O que é cadastro positivo automático? “Cortez responde”

Na prática, trata-se de uma ferramenta importante que vai aumentar o poder de compra para quem efetua seus pagamentos em dia, sem atraso, e com muito menos burocracia.


Frederico Cortez é advogado. Especialista em direito empresarial, sócio do escritório Cortez&Gonçalves Advogados Associados. Articulista do Focus.jor.

Por Frederico Cortez
cortez@focus.jor.br

Olá, amigos e amigas do Focus. Nessa segunda-feira passada, o presidente Bolsonaro assinou a lei complementar que implantou o cadastro positivo automático. Na prática, trata-se de uma ferramenta importante que vai aumentar o poder de compra para quem efetua seus pagamentos em dia, sem atraso, e com muito menos burocracia. Imagina um profissional autônomo ou um pequeno empreendedor que não tem como declarar seu rendimento e mesmo assim não pode comprar a crédito ou com uma taxa de juros menor, ainda que sendo um bom pagador. E aí, vem sempre aquelas perguntinhas chatas do vendedor, “- o senhor tem como comprovar sua renda?” ou “o senhor tem avalista?”. Ah, e não basta ter somente o nome limpo no SPC/SERASA, ok.

“-Cortez, e qual a finalidade do cadastro positivo automático?”.

Vejam só, importante aqui. Nesse sistema de compartilhamento de histórico de compras, as empresas ou prestadores de serviços terão acesso à pontuação (score) de forma individual sobre cada consumidor. Assim, quem for pontual nas suas obrigações, terá um maior acesso ao crédito e com taxas mais baixas. Ao menos, em tese essa é a sua proposta da sua criação. A lei define quem pode ser o “gestor” e a “fonte” e o “cadastrado”.

Vamos lá. O gestor é a empresa que vai administrar o bando de dados com as informações de compras dos consumidores. Já a fonte, nada mais é a pessoa (física ou jurídica) que concede o crédito, administra as operações de autofinaciamento, que faz a venda a prazo ou outras transações comerciais e empresariais, inclusive os prestadores de serviços continuados de água, luz, esgoto, eletricidade, telecomunicações ou parecidos. Por último, temos o cadastrado que é a pessoa (física ou jurídica) dona das informações que estão incluídas no bando de dados.

Atenção, pessoal! A inclusão do seu nome nesse banco de dados será automática, não precisando de sua autorização. No entanto, a empresa dona do banco de dados (gestor) será obrigada lhe comunicar no prazo de 30 dias, sobre a abertura do cadastro positivo em seu nome. Agora, caso o consumidor já tenha o seu cadastro aberto em outros bancos de dados, essa comunicação é dispensada.

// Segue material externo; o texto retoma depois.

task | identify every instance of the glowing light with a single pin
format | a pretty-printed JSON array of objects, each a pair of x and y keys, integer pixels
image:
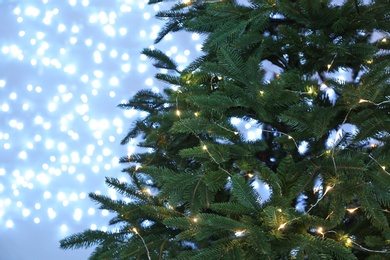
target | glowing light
[
  {"x": 351, "y": 210},
  {"x": 31, "y": 11},
  {"x": 282, "y": 226}
]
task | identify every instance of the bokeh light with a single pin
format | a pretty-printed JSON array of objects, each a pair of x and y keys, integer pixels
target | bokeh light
[{"x": 65, "y": 66}]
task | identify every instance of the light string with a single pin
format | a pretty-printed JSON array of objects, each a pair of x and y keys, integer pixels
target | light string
[{"x": 350, "y": 241}]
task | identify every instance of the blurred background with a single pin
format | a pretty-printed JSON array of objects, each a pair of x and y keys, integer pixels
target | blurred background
[{"x": 64, "y": 67}]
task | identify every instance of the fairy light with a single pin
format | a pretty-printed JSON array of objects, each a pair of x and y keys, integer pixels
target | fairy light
[
  {"x": 327, "y": 189},
  {"x": 282, "y": 226},
  {"x": 239, "y": 233},
  {"x": 380, "y": 165},
  {"x": 311, "y": 91},
  {"x": 352, "y": 210},
  {"x": 320, "y": 230}
]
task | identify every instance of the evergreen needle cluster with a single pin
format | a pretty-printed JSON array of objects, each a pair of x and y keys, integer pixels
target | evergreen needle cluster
[{"x": 323, "y": 152}]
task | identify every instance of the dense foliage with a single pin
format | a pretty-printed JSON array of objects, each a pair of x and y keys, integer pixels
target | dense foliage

– “Mas Cortez, isso não é invasão de privacidade outras empresas saber onde eu comprei e paguei?”

Calma gente, tudo isso está na lei. O que vai ficar em aberto é tão somente a sua pontuação positiva. Mas, se você (consumidor) quiser tonar visível valores já pagos em outras compras é possível também, desde que haja uma autorização assinada por você. Outra coisa, você pode cancelar a sua inscrição ou requerer a reinclusão no cadastro positivo, desde que solicitado junto ao gestor, devendo ser atendido o pedido no prazo de 2 dias úteis.

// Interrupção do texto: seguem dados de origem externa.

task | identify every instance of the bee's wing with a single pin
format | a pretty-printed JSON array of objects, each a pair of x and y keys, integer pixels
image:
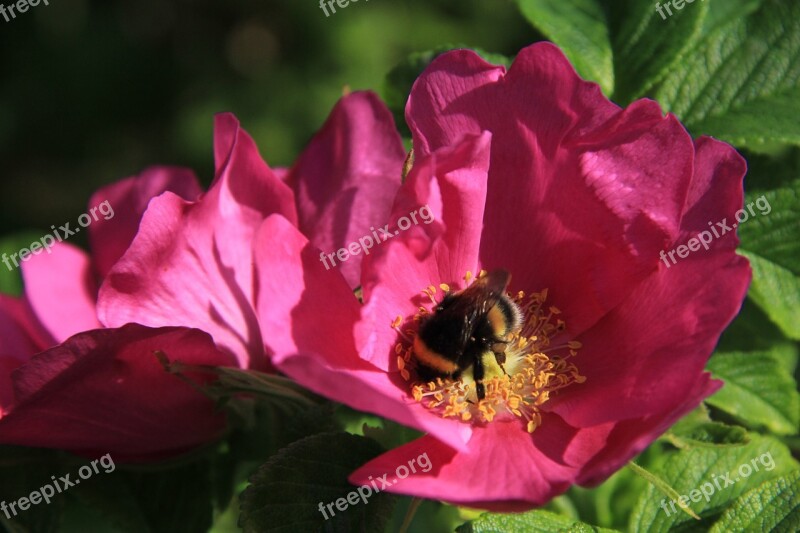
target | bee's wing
[{"x": 477, "y": 299}]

Todas as suas informações estarão protegidas pelo sigilo fiscal, e somente poderão ser acessadas por meio de um processo administrativo instaurado ou procedimento fiscal. Hora do conselho: não pense que ficará impune o vazamento do cadastro positivo automático de alguém. A quebra do sigilo dos dados fora da lei será considerada crime, com pena de reclusão, de 01 a 04 anos, mais multa, e fora as ações indenizatórias por danos materiais e morais. A coisa é séria, então quem for pego acessando indevidamente ou vendendo essas informações vai ter muita dor de cabeça. Ah, sim, não esqueçam que a compra a crédito tem que ser paga, vai vencer no mês seguinte e aí um controle financeiro sobre seus gastos será essencial para o seu sono. Até o próximo “Cortez responde”.